Perhaps one of the versions just added a small comment above the code section:

Unconflicted stuff

<<<<<<< HEAD
Added a comment here
BASE
|||||||
BASE
======= Version B
BASE and complex changes here
>>>>>>>

More unconflicted stuff here

One easy thing to do, mechanically, is to apply the simple change to the other 2 versions. Thus, it becomes:

Unconflicted stuff

<<<<<<< HEAD
Added a comment here
BASE
|||||||
Added a comment here
BASE
======= Version B
Added a comment here
BASE and complex changes here
>>>>>>>

More unconflicted stuff here

Now, you can run this little utility: git-mediate, which will see the conflict has become trivial (only one side changed anything) and select that side appropriately.

When all conflicts have been resolved in a file, "git add" will be used on it automatically.

Simpler case

You might just resolve the conflicts manually and remove the merge markers from all of the conflicts.

In such a case, just run git-mediate, and it will "git add" the file for you.

Installation

Using package managers

  • macOS: brew install git-mediate
  • Linux (debian): apt-get install git-mediate

Using haskell-stack

  1. Install haskell stack
  2. Run: stack install git-mediate

From sources

Clone it:

git clone https://github.com/Peaker/git-mediate
cd git-mediate

Option #1: Build & install using stack: stack install (make sure you installed haskell stack)

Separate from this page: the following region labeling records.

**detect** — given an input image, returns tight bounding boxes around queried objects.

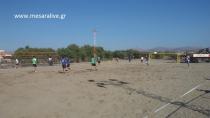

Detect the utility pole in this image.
[93,29,96,58]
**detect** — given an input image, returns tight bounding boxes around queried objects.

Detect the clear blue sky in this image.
[0,0,210,51]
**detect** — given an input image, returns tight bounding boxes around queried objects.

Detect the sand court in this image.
[0,60,210,118]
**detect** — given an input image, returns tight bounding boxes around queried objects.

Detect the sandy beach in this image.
[0,60,210,118]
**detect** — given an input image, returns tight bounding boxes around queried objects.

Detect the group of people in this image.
[15,55,190,72]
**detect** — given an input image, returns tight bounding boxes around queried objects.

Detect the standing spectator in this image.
[32,56,37,72]
[15,58,19,69]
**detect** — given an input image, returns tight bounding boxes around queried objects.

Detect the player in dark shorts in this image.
[91,57,97,70]
[66,57,71,70]
[97,57,101,64]
[61,57,67,72]
[32,56,37,72]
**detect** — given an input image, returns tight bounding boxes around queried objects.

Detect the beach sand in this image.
[0,60,210,118]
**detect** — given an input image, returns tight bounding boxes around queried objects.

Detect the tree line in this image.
[14,44,146,62]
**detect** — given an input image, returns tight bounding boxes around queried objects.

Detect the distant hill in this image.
[136,47,210,52]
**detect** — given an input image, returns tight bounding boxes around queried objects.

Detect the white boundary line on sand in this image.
[144,84,202,118]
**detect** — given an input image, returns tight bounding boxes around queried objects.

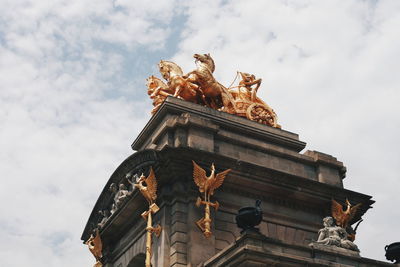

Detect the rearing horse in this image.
[158,60,204,103]
[184,54,236,113]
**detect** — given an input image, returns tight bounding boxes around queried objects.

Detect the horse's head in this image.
[193,53,215,72]
[158,60,183,80]
[146,75,160,89]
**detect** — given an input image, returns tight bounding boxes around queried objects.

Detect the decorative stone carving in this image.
[310,217,359,251]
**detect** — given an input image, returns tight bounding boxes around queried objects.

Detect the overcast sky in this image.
[0,0,400,267]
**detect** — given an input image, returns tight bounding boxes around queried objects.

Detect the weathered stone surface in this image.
[82,98,386,267]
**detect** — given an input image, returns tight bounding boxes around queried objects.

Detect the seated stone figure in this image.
[315,217,359,251]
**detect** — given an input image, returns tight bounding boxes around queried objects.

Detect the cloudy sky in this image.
[0,0,400,267]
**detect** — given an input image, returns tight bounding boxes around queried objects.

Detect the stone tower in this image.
[82,97,389,267]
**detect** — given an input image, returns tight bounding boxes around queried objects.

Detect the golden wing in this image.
[332,199,344,223]
[210,169,231,195]
[349,203,362,223]
[145,167,157,201]
[192,160,207,193]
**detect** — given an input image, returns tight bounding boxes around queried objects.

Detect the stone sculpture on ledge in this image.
[146,54,281,128]
[310,217,359,252]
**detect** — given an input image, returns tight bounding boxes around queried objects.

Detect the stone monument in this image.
[82,54,390,267]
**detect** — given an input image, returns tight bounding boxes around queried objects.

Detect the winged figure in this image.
[332,198,362,229]
[132,168,157,205]
[85,229,103,266]
[192,160,231,201]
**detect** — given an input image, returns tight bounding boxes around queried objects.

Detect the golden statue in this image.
[128,168,161,267]
[85,229,103,267]
[146,75,174,114]
[147,54,280,128]
[192,160,231,238]
[158,60,201,103]
[332,198,362,229]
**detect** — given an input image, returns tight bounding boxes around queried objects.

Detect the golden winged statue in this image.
[129,168,157,205]
[128,167,161,267]
[332,198,362,229]
[192,160,231,201]
[85,229,103,267]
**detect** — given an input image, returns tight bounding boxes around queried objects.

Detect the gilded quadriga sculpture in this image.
[146,54,280,128]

Option #2: Build & install using cabal: cabal install (make sure ~/.cabal/bin is in your $PATH)

Use

Call the git-mediate from a git repository with conflicts.

Additional features

Open editor

You can use the -e flag to invoke your $EDITOR on every conflicted file that could not be automatically resolved.

Show conflict diffs

Sometimes, the conflict is just a giant block of incomprehensible text next to another giant block of incomprehensible text.

You can use the -d flag to show the conflict in diff-from-base form. Then, you can manually apply the changes you see in both the base and wherever needed, and use git-mediate again to make sure you've updated everything appropriately.

License

Copyright (C) 2014-2023 Eyal Lotem

This program is free software; you can redistribute it and/or modify it under the terms of the GNU General Public License as published by the Free Software Foundation; version 2 of the License only.

This program is distributed in the hope that it will be useful, but WITHOUT ANY WARRANTY; without even the implied warranty of MERCHANTABILITY or FITNESS FOR A PARTICULAR PURPOSE. See the GNU General Public License for more details.